The team borrowed a cage from the Animal Concerns, Research and Education Society, a charity organization which seeks to improve the living conditions and welfare of captive animals.
They also set up a challenge on causes.com. If $250 was raised, Tan would sit in the cage for five hours.
The team intends to donate the proceeds to the Tasikoki Wildlife Rescue Centre in North Sulawesi, Indonesia.
“The TWRC receives wildlife confiscated from smugglers, mostly for the pet trade. These animals belong to the wild, and what Tasikoki strives for, is to find them a suitable home and a life of dignity,” Tan said.
In May, the 18-strong project team will be travelling to North Sulawesi to work with the rescue centre.
“In the end, I got $120, which was pretty decent nonetheless (enough to take care of 2 orang-utans in Tasikoki for a year). So I went ahead with the challenge!” Tan said.
First-year food sciences student Ivy Lam said she was startled to see a man sitting in the cage.
“I was really shocked. I don’t really know what they are doing, but it was just scary seeing him sitting there for so long,” she said.
While Tan agreed that the message may not have been portrayed clearly enough, he found there were good opportunities for the team to share their conservation message.

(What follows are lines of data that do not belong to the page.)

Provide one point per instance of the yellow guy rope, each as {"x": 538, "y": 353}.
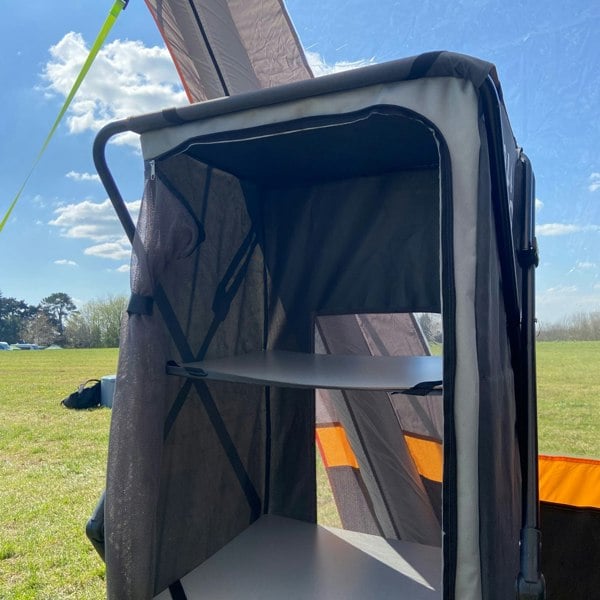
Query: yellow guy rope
{"x": 118, "y": 6}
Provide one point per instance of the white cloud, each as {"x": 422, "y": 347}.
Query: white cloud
{"x": 126, "y": 78}
{"x": 117, "y": 250}
{"x": 554, "y": 229}
{"x": 75, "y": 176}
{"x": 65, "y": 262}
{"x": 98, "y": 223}
{"x": 585, "y": 265}
{"x": 562, "y": 289}
{"x": 320, "y": 67}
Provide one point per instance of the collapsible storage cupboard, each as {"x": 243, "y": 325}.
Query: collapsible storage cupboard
{"x": 284, "y": 241}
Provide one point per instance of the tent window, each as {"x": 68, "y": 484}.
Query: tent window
{"x": 380, "y": 454}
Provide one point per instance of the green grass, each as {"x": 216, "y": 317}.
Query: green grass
{"x": 569, "y": 398}
{"x": 52, "y": 464}
{"x": 52, "y": 469}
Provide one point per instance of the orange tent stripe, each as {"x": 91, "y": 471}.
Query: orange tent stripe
{"x": 571, "y": 481}
{"x": 428, "y": 456}
{"x": 335, "y": 447}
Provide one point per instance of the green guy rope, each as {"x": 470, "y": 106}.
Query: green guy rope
{"x": 118, "y": 6}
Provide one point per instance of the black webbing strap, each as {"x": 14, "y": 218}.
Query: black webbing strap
{"x": 208, "y": 402}
{"x": 140, "y": 305}
{"x": 422, "y": 389}
{"x": 177, "y": 591}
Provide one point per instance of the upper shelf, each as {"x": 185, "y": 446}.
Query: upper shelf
{"x": 296, "y": 369}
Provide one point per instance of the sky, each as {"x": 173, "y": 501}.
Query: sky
{"x": 63, "y": 235}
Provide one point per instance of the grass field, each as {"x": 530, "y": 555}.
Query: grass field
{"x": 52, "y": 462}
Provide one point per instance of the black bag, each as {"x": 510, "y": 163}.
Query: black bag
{"x": 84, "y": 397}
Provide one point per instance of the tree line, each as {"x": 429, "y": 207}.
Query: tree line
{"x": 57, "y": 320}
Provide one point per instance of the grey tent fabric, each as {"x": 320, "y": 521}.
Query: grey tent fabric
{"x": 226, "y": 47}
{"x": 373, "y": 192}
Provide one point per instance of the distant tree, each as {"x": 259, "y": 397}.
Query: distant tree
{"x": 58, "y": 307}
{"x": 39, "y": 330}
{"x": 97, "y": 324}
{"x": 576, "y": 327}
{"x": 77, "y": 331}
{"x": 13, "y": 318}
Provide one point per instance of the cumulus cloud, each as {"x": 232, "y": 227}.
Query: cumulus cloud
{"x": 65, "y": 262}
{"x": 127, "y": 78}
{"x": 117, "y": 250}
{"x": 554, "y": 229}
{"x": 562, "y": 289}
{"x": 75, "y": 176}
{"x": 320, "y": 67}
{"x": 97, "y": 223}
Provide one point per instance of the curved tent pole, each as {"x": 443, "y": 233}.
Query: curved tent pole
{"x": 99, "y": 154}
{"x": 521, "y": 332}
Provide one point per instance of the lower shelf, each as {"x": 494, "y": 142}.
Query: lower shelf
{"x": 334, "y": 371}
{"x": 279, "y": 558}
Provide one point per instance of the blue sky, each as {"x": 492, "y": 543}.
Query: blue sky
{"x": 63, "y": 236}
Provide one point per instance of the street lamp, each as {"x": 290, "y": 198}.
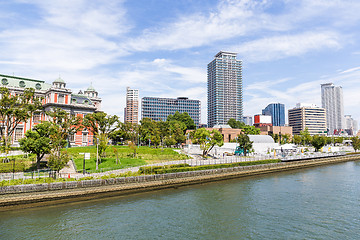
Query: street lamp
{"x": 97, "y": 153}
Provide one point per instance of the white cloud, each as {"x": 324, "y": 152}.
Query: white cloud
{"x": 66, "y": 35}
{"x": 228, "y": 20}
{"x": 272, "y": 48}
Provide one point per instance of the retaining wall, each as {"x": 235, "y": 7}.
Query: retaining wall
{"x": 212, "y": 173}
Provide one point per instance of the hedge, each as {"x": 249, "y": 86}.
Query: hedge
{"x": 187, "y": 167}
{"x": 154, "y": 169}
{"x": 9, "y": 167}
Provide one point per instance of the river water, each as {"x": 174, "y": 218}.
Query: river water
{"x": 313, "y": 203}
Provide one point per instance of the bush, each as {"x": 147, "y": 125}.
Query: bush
{"x": 187, "y": 167}
{"x": 9, "y": 167}
{"x": 155, "y": 169}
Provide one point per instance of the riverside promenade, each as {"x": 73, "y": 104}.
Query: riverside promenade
{"x": 21, "y": 196}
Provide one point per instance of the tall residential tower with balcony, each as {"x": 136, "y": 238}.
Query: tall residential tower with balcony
{"x": 225, "y": 98}
{"x": 332, "y": 101}
{"x": 131, "y": 111}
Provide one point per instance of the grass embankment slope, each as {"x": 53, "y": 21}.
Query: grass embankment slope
{"x": 145, "y": 155}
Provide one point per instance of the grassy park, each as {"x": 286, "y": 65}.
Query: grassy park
{"x": 117, "y": 157}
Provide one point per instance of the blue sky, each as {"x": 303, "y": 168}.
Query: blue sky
{"x": 162, "y": 47}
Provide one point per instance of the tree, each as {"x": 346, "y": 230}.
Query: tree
{"x": 38, "y": 141}
{"x": 184, "y": 118}
{"x": 15, "y": 109}
{"x": 101, "y": 125}
{"x": 58, "y": 160}
{"x": 286, "y": 138}
{"x": 244, "y": 142}
{"x": 236, "y": 124}
{"x": 207, "y": 139}
{"x": 296, "y": 139}
{"x": 131, "y": 133}
{"x": 305, "y": 136}
{"x": 177, "y": 131}
{"x": 66, "y": 123}
{"x": 318, "y": 142}
{"x": 355, "y": 143}
{"x": 149, "y": 131}
{"x": 247, "y": 129}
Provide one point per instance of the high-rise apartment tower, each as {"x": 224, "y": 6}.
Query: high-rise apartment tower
{"x": 332, "y": 101}
{"x": 131, "y": 111}
{"x": 225, "y": 99}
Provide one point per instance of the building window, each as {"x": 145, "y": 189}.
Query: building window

“On my Facebook page, my friend wrote, ‘What’s the point?’ I was really heartened though, that one guy was game enough to join me in the cage for pictures. Then, together with his friend, we had a great chat about whether we should keep pet rabbits,” Tan said.
This is the first year Project Orange is being organized. According to co-founders Tan Yi Han and Edward Tan, also 26 and an NUS graduate, the project was birthed from a desire to reconcile environmental and social issues in the form of a YEP.
Tan Yi Han said he has been concerned about the environment since he was young, while Edward Tan is a “budding environmentalist.”
“We’ve both seen the abject failure of conventional environmental messages to change people’s habits and attitudes. So we wanted to test out the transformative power of a YEP to change these mindsets,” Tan Yi Han said.
Most students who realized the purpose of the “caging” said the idea was an innovative one.
“You don’t usually see humans sitting in cages,” first-year arts and social sciences student Tiffany Febrin said.
“I think it’s a very different way of raising money and raising awareness at the same time,” she said.